Section 6.11 of Part B outlines the principles for examining the consideration for apartment owners. This section determines, for example, that the key of consideration for the owners of the typical apartments will be uniform, taking into account the differences between the areas of the apartments (subsection A); that the key to consideration for the owners of the non-typical apartments will be uniform, taking into account the value of the apartments in relation to the typical apartments (subsection B), that the developer will bear all the expenses of the apartment owners (subsection C); and other such provisions. At the same time, in subsection D, it was determined, in general terms, what the consideration would be for apartment owners. Similarly, section 7.11 outlines the principles for examining the consideration for the particular apartment owner, in an assessment conducted in accordance with Part C. The principles in this section are intended to assist in examining whether the particular apartment has characteristics that justify excess consideration. Thus, the appraiser must take into account, among other things, the area of the apartment, the attachments, the location of the apartment, the existence of a significant internal renovation, additional rights attributed to the apartment, and the adaptations of the apartment to the special needs of a person with a disability.
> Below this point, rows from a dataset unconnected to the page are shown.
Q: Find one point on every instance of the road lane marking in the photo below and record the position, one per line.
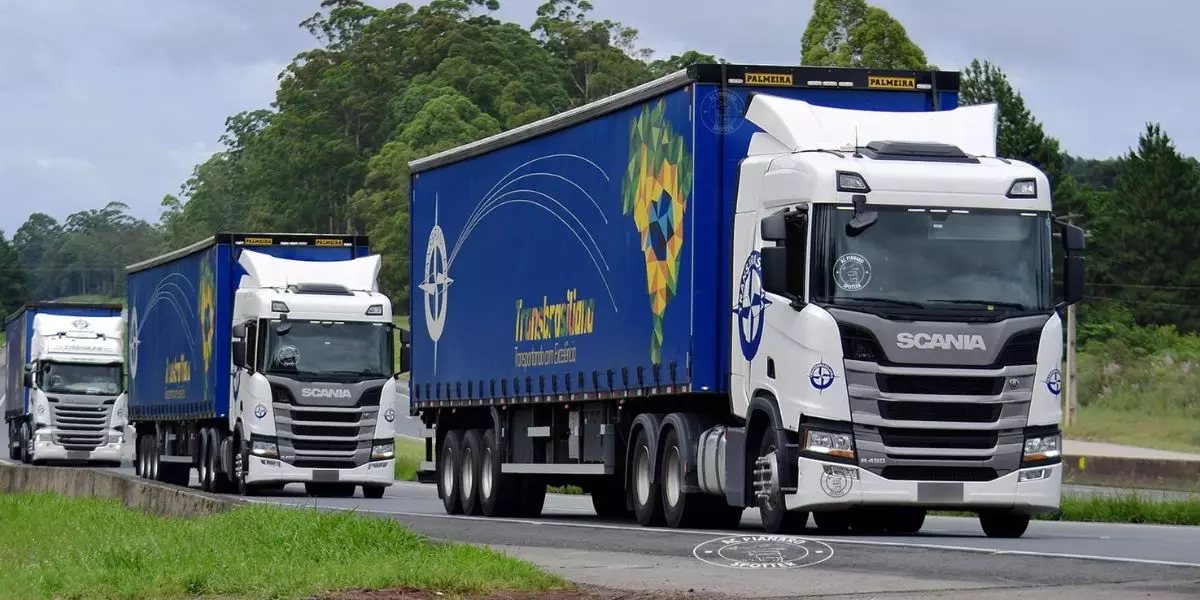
(708, 533)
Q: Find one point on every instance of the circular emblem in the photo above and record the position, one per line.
(751, 305)
(852, 271)
(821, 376)
(835, 484)
(762, 552)
(436, 283)
(1054, 382)
(714, 119)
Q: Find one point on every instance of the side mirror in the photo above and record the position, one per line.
(239, 352)
(774, 228)
(1073, 277)
(774, 270)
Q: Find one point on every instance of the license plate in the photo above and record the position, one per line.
(939, 491)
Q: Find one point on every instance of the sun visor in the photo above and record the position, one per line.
(801, 126)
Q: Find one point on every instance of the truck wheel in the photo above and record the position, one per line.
(775, 516)
(1003, 525)
(679, 509)
(832, 522)
(448, 472)
(496, 489)
(647, 504)
(468, 472)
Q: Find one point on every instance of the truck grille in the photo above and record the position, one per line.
(78, 425)
(325, 437)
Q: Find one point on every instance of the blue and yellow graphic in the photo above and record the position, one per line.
(657, 186)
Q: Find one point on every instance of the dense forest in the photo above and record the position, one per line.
(385, 85)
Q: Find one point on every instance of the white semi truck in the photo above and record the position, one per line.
(807, 291)
(262, 360)
(65, 399)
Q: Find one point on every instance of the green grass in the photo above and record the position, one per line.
(1117, 509)
(75, 549)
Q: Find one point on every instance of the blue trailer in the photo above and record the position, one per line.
(57, 355)
(591, 292)
(205, 324)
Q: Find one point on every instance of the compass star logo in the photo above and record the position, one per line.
(751, 306)
(436, 283)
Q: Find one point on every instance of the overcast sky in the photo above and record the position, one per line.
(118, 100)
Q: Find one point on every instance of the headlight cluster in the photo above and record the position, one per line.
(829, 443)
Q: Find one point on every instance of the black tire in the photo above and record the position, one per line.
(679, 509)
(497, 490)
(610, 501)
(532, 497)
(775, 517)
(906, 521)
(448, 472)
(643, 490)
(1003, 525)
(469, 472)
(832, 522)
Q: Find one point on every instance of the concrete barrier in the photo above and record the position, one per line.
(1120, 472)
(151, 497)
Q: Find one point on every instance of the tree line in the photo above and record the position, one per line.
(385, 85)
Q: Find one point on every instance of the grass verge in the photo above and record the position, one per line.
(100, 549)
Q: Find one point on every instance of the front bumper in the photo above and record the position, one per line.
(843, 486)
(274, 471)
(51, 451)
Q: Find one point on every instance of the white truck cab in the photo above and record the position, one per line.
(76, 383)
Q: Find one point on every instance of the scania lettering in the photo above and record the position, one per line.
(943, 341)
(261, 360)
(816, 293)
(65, 372)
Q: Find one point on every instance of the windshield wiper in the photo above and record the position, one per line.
(882, 300)
(985, 303)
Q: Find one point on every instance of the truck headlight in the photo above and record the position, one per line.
(383, 451)
(1043, 448)
(829, 443)
(264, 449)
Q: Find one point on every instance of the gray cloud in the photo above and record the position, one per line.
(119, 100)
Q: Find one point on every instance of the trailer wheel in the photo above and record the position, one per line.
(679, 509)
(448, 472)
(497, 490)
(775, 516)
(1003, 525)
(643, 489)
(468, 472)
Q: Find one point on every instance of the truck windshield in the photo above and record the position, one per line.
(82, 379)
(934, 259)
(339, 351)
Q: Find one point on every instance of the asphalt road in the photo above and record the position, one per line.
(949, 558)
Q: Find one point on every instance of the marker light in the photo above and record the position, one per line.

The principles outlined in this section do not contain any restriction on the consideration for the apartment owner or any reference to the consideration steps in Part A of the Standard."
- In other words, in accordance with parts B and C of Standard 21.1, in order to examine whether the characteristics of an apartment justify the granting of excess consideration, both its area and the areas attached to it (as in the case of Twito) and its economic characteristics (as in the case of Itzkovitz) must be taken into account.
- Against the background of the above, I will turn to examine the apartments of the Twito family and the Itzkowitz family.
- Twito Apartment - The Twito family has an addition of 24 square meters of area attached to the apartment (see: Appendix 1 to Twito's affidavit, page 3 of the affidavit – confirmation of the status of rights in the property from the Israel Lands Authority and pages 41-44 of the sale agreements regarding the apartment). This is the only apartment in the complex to which an area is attached, and its area is the largest in the complex. Therefore, according to the law, the consideration apartment of the Twito family (an addition of 10% of the area of the existing apartment) is larger than the consideration apartments of the defendants. It is clear that the difference in space in the existing apartments has a direct impact on the differences in the areas in the consideration apartments. As long as the owner of an apartment in the building has a larger apartment in the first place, the consideration apartment he will receive will be larger (see and compare: Miscellaneous Appeal - Civil (Tel Aviv District) 19339-01-23 Helen Eisen v. Tecker Leon Bernard (Nevo, May 15, 2023), at para. 25). Consideration in this manner constitutes equal consideration, and deviation from it constitutes unequal consideration.
Defendant 2 also agreed with this logic. Defendant 2 confirmed in her interrogation that if she had been assigned an area "in a standard manner", she would have been entitled to a greater consideration (pp. 422, 9-26, p. 423, 5). Defendant No. 2 confirmed that in the building in which her apartment and the Twito apartment are located, the arrangement of the rights is done by the Israel Lands Authority ("the Administration") (pp. 425, paras. 1-16). The defendant confirmed that in general, the attachment of an area is standard if it is registered with the Administration (p. 423, paras. 22-24). However, when she was presented with the ILA's approval for the addition of the attached area of Twito in her interrogation, defendant 2 evaded providing a response (pp. 426, paras. 1-26, pp. 427, paras. 1-25).